GTP Cyclohydrolase I as a Potential Drug Target: New Insights into Its Allosteric Modulation via Normal Mode Analysis

Guanosine triphosphate (GTP) cyclohydrolase I (GCH1) catalyzes the conversion of GTP into dihydroneopterin triphosphate (DHNP). DHNP is the first intermediate of the folate de novo biosynthesis pathway in prokaryotic and lower eukaryotic microorganisms and the tetrahydrobiopterin (BH4) biosynthesis pathway in higher eukaryotes. The de novo folate biosynthesis provides essential cofactors for DNA replication, cell division, and synthesis of key amino acids in rapidly replicating pathogen cells, such as Plasmodium falciparum (P. falciparum), a causative agent of malaria. In eukaryotes, the product of the BH4 biosynthesis pathway is essential for the production of nitric oxide and several neurotransmitter precursors. An increased copy number of the malaria parasite P. falciparum GCH1 gene has been reported to influence antimalarial antifolate drug resistance evolution, whereas mutations in the human GCH1 are associated with neuropathic and inflammatory pain disorders. Thus, GCH1 stands as an important and attractive drug target for developing therapeutics. The GCH1 intrinsic dynamics that modulate its activity remains unclear, and key sites that exert allosteric effects across the structure are yet to be elucidated. This study employed the anisotropic network model to analyze the intrinsic motions of the GCH1 structure alone and in complex with its regulatory partner protein. We showed that the GCH1 tunnel-gating mechanism is regulated by a global shear motion and an outward expansion of the central five-helix bundle. We further identified hotspot residues within sites of structural significance for the GCH1 intrinsic allosteric modulation. The obtained results can provide a solid starting point to design novel antineuropathic treatments for humans and novel antimalarial drugs against the malaria parasite P. falciparum GCH1 enzyme.

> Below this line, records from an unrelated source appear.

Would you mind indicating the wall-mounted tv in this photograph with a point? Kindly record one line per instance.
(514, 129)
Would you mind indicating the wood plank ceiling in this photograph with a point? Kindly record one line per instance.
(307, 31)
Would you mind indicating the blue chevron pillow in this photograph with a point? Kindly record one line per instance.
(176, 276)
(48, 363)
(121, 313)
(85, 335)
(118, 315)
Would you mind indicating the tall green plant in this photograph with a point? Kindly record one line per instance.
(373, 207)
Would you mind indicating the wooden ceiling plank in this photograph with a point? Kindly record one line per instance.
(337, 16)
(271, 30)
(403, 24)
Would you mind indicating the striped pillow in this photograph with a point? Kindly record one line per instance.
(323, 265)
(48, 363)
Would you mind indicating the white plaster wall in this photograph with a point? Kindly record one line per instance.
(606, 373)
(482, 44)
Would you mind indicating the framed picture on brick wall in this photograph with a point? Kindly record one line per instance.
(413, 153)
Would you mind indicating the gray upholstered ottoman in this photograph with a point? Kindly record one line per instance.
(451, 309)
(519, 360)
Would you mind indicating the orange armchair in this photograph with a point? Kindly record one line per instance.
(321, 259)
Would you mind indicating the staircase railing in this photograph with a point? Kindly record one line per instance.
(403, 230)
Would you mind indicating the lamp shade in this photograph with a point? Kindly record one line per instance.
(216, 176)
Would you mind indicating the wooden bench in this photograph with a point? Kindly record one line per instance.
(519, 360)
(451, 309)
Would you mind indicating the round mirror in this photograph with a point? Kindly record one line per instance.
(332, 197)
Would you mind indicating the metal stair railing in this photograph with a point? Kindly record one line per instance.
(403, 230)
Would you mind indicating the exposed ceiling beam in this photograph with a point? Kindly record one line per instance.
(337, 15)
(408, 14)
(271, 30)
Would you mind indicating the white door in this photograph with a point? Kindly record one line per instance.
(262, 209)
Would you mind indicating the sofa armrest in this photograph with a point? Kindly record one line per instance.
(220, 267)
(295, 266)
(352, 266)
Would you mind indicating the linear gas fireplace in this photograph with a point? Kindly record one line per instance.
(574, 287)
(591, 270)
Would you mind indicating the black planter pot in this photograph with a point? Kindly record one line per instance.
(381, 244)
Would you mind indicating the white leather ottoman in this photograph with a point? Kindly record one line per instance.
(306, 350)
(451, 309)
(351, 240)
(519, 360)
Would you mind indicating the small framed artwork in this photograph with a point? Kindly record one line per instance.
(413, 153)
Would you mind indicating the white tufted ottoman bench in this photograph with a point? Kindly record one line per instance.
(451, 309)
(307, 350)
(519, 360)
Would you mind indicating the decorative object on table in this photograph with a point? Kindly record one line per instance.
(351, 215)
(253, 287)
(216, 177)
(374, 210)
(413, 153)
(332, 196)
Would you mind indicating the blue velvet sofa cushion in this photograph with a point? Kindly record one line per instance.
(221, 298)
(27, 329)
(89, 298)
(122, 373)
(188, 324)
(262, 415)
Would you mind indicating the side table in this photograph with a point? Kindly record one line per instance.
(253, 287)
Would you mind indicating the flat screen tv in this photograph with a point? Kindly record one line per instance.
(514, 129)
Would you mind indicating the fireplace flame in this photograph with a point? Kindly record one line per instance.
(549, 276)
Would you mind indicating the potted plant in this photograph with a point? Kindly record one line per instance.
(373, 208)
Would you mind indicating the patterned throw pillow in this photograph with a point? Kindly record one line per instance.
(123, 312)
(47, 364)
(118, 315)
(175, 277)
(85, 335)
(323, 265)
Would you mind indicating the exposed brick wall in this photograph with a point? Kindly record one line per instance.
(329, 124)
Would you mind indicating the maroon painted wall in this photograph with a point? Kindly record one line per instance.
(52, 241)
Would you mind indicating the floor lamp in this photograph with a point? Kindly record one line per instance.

三磷酸鸟苷（Guanosine triphosphate, GTP）环水解酶I（GCH1）可催化将GTP转化为三磷酸二氢新蝶呤（dihydroneopterin triphosphate, DHNP）。DHNP是原核生物与低等真核微生物叶酸从头合成途径的首个中间产物，同时也是高等真核生物四氢生物蝶呤（tetrahydrobiopterin, BH4）生物合成途径的首个中间产物。叶酸从头合成途径可为快速增殖的病原细胞（例如引发疟疾的恶性疟原虫Plasmodium falciparum, P. falciparum）提供DNA复制、细胞分裂以及关键氨基酸合成所需的必需辅因子。在真核生物中，BH4生物合成途径的产物是一氧化氮合成与多种神经递质前体生成的必需辅因子。已有研究表明，疟原虫P. falciparum的GCH1基因拷贝数增加会影响抗疟疾抗叶酸类药物的耐药性演化；而人类GCH1基因的突变则与神经性疼痛及炎症性疼痛病症相关。因此，GCH1是开发治疗性药物的重要且极具吸引力的靶点。然而，调控GCH1活性的内在动态机制尚未明确，其结构中发挥变构调控作用的关键位点仍有待阐明。本研究采用各向异性网络模型（anisotropic network model），分别分析了游离状态GCH1蛋白结构以及其与调控伴侣蛋白结合状态下的内在运动模式。研究发现，GCH1的通道门控机制受整体剪切运动以及中央五螺旋束的向外扩张所调控。本研究进一步在与GCH1内在变构调控相关的结构位点中，鉴定出了热点残基。本研究结果可为开发针对人类的新型神经性疼痛治疗药物，以及靶向恶性疟原虫GCH1酶的抗疟疾新药提供坚实的研究基础。